Professor Baker
HIST 2030-004
6 November 2014
Austin Peay
Austin Peay was born on June 1, 1876 near Hopkinsville Kentucky. Austin Peay Sr. and Cornelia Leavell Peay were his parents. He started his college life at Washington and Lee University in Virginia. Then he went on to Centre College, in Danville Kentucky, and received his law degree. After graduating, Peay married Sally Hurst of Clarksville. The couple had two children, Amaryllis and Austin. Austin Peay worked at his law practice for 6 years. Then in 190, he was elected to the TNs House of Representatives to represent Montgomery County. He ran against Gen. Lawrence D. Tyson for the speaker of the house, but lost. He also served two terms in the Tennessee Legislature and was the chairman of the Democratic state executive committee.

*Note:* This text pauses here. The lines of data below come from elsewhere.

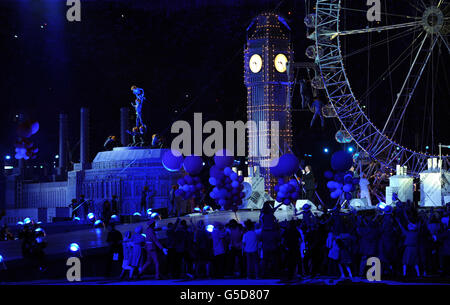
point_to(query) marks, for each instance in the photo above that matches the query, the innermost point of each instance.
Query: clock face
(280, 63)
(255, 63)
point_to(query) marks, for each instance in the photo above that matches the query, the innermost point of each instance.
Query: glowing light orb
(74, 247)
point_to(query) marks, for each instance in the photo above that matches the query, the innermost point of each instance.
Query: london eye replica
(391, 109)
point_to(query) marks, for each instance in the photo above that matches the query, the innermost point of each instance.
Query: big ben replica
(267, 54)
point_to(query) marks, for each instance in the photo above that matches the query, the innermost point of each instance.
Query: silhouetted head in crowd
(201, 224)
(233, 223)
(249, 224)
(183, 224)
(268, 207)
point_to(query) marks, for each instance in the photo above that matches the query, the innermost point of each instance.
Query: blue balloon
(336, 194)
(223, 158)
(275, 168)
(172, 160)
(188, 179)
(216, 172)
(288, 164)
(348, 196)
(341, 161)
(339, 177)
(227, 171)
(329, 175)
(348, 179)
(212, 181)
(193, 164)
(347, 188)
(332, 184)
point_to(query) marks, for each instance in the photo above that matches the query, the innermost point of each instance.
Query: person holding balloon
(309, 183)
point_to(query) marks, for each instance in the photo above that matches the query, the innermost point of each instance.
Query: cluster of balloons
(25, 148)
(227, 191)
(172, 160)
(189, 187)
(286, 165)
(287, 191)
(341, 182)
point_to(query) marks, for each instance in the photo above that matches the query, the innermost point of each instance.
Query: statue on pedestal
(140, 129)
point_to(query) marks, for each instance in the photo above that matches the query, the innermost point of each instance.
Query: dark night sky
(179, 54)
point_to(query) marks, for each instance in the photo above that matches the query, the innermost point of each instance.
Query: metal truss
(366, 135)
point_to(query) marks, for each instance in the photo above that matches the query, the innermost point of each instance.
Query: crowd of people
(408, 242)
(333, 243)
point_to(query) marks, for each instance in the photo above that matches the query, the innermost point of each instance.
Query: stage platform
(93, 238)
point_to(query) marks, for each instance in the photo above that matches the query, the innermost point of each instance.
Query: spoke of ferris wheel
(397, 62)
(376, 29)
(445, 41)
(409, 96)
(415, 7)
(423, 3)
(381, 13)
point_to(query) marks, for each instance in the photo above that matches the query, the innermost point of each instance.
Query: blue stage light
(74, 247)
(381, 205)
(98, 222)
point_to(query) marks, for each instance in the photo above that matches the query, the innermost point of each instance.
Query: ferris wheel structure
(431, 26)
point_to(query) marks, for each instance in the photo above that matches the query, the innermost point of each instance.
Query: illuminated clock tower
(267, 53)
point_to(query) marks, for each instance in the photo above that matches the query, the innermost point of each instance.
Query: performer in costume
(137, 105)
(364, 189)
(305, 92)
(309, 183)
(317, 105)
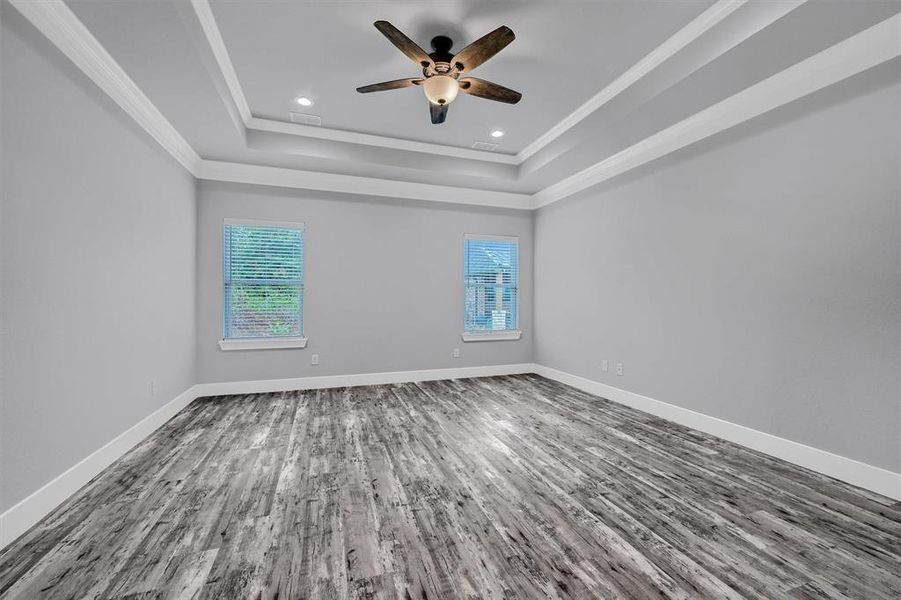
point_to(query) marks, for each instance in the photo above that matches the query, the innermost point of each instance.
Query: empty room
(426, 300)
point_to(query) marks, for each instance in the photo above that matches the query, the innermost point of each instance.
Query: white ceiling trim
(854, 55)
(352, 184)
(682, 38)
(54, 19)
(354, 137)
(845, 59)
(220, 52)
(208, 23)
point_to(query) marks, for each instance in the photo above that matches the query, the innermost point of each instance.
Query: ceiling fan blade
(404, 44)
(492, 91)
(390, 85)
(439, 113)
(483, 48)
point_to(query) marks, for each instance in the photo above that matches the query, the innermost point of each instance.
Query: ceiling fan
(441, 71)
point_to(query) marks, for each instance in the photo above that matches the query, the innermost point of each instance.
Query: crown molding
(695, 29)
(54, 19)
(862, 51)
(367, 139)
(682, 38)
(204, 13)
(854, 55)
(220, 52)
(352, 184)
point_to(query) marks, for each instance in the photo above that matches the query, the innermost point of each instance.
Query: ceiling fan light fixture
(440, 89)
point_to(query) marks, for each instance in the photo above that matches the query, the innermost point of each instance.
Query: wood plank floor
(500, 487)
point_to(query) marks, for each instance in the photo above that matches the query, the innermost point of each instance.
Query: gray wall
(754, 278)
(384, 283)
(97, 269)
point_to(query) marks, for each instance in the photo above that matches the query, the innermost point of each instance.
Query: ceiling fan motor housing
(441, 89)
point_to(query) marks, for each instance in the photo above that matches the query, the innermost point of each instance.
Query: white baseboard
(20, 517)
(876, 479)
(329, 381)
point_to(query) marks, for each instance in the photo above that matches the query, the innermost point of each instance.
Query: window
(262, 273)
(491, 288)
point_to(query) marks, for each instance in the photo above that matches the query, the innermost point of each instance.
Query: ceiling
(598, 78)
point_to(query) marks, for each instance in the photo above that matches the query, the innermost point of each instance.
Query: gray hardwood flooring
(500, 487)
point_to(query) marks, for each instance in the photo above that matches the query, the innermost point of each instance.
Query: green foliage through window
(263, 276)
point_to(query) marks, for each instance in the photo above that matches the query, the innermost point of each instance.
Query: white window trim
(262, 343)
(258, 223)
(273, 343)
(503, 334)
(492, 238)
(492, 336)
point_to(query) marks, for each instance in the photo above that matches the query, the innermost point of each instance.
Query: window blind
(263, 278)
(491, 283)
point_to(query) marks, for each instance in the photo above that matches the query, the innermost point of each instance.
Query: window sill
(263, 343)
(491, 336)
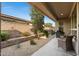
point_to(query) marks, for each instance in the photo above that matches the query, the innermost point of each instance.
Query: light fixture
(61, 14)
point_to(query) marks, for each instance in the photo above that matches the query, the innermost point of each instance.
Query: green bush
(26, 34)
(52, 32)
(4, 36)
(46, 33)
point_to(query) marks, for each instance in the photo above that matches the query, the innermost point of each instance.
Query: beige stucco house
(14, 23)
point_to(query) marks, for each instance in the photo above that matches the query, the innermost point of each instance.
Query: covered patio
(65, 15)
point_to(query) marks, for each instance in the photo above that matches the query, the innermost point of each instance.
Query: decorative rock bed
(15, 41)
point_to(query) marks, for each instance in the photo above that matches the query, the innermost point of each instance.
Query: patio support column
(57, 25)
(77, 28)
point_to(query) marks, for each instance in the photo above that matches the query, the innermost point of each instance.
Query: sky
(20, 10)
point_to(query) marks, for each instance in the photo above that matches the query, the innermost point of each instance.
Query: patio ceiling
(54, 10)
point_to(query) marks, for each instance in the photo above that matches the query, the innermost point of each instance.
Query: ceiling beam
(43, 8)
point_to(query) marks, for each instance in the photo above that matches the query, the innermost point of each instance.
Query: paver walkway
(51, 49)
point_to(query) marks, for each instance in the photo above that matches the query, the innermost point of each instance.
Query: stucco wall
(22, 27)
(78, 26)
(66, 25)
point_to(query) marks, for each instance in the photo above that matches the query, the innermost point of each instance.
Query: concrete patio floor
(26, 49)
(52, 49)
(44, 47)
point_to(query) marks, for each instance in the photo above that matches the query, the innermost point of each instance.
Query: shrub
(4, 36)
(26, 34)
(52, 32)
(46, 33)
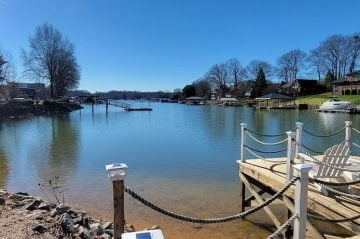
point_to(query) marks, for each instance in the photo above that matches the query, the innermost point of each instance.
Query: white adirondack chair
(336, 156)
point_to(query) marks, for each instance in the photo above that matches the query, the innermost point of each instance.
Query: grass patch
(320, 98)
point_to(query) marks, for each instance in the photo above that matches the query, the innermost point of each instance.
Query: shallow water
(180, 157)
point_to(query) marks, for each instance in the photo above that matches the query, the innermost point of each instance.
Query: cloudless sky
(166, 44)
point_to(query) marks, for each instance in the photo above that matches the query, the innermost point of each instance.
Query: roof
(194, 98)
(274, 96)
(228, 99)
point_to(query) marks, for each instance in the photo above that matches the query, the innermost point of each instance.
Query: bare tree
(290, 64)
(236, 72)
(7, 68)
(316, 63)
(254, 66)
(51, 57)
(218, 75)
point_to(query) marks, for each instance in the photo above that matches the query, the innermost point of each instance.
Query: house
(26, 90)
(349, 85)
(300, 87)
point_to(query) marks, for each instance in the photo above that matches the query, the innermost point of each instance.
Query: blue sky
(165, 44)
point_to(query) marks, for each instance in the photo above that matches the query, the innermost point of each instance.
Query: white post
(299, 126)
(301, 192)
(243, 141)
(290, 155)
(348, 133)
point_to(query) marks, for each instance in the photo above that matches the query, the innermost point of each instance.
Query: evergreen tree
(260, 83)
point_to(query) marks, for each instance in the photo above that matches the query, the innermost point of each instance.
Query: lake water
(180, 157)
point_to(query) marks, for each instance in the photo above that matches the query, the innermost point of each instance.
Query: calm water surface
(181, 157)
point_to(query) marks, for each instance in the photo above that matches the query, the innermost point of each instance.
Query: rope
(356, 130)
(356, 145)
(310, 149)
(266, 152)
(322, 136)
(259, 157)
(341, 193)
(266, 135)
(283, 227)
(349, 219)
(333, 184)
(265, 143)
(209, 220)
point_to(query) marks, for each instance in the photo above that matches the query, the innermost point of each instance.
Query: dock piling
(301, 196)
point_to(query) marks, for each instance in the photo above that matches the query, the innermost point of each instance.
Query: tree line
(335, 57)
(50, 58)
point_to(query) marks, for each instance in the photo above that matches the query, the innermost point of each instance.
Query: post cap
(116, 171)
(303, 167)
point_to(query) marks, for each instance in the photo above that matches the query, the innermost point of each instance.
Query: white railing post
(299, 126)
(301, 192)
(117, 173)
(243, 142)
(290, 155)
(348, 133)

At age 30, Austin Peay ran for governor and lost in the year 1918. He refused to run again in1920. However, when the states financial situation became worse, he decided to run again in 1922. Peay stressed tax reform, the completion of the long-delayed state highway system, the lengthening of the public school term, and the building of more schools. The people loved Peay. He promised everything the people wanted done. In November 1922 Austin Peay became governor of Tennessee.
As governor of Tennessee, Peay had a lot of work to do. He had inherited a state that was over three million dollars in debt. Tennessee’s educational system ranked last in teacher salaries and forty-third in per-pupil disbursement. Adult illiteracy was also high. The state only had two hundred forty four miles of paved highways and the bridges covered few of its major rivers. Peay had a lot of issues to fix and in a hurry.
Peay went straight to work as governor He combined all the agencies, putting eight people in charge so that the state would not have a spending deficit each year and not go into debt. The back tax machine was then abolished. Peay then went to work on the roads and educational system. By the time of his death he had expanded the roads from two hundred forty four miles to over four thousand miles. In education, Peay sponsored legislation that created a state salary schedule, standardized licensing requirements for teachers, and created an equalization fund that promised an eight-month school year in most public elementary schools. Peay also increased funding for the University of Tennessee. Peay then convinced the new legislature to pass the tobacco tax. Support from the tobacco tax made the general education bill possible.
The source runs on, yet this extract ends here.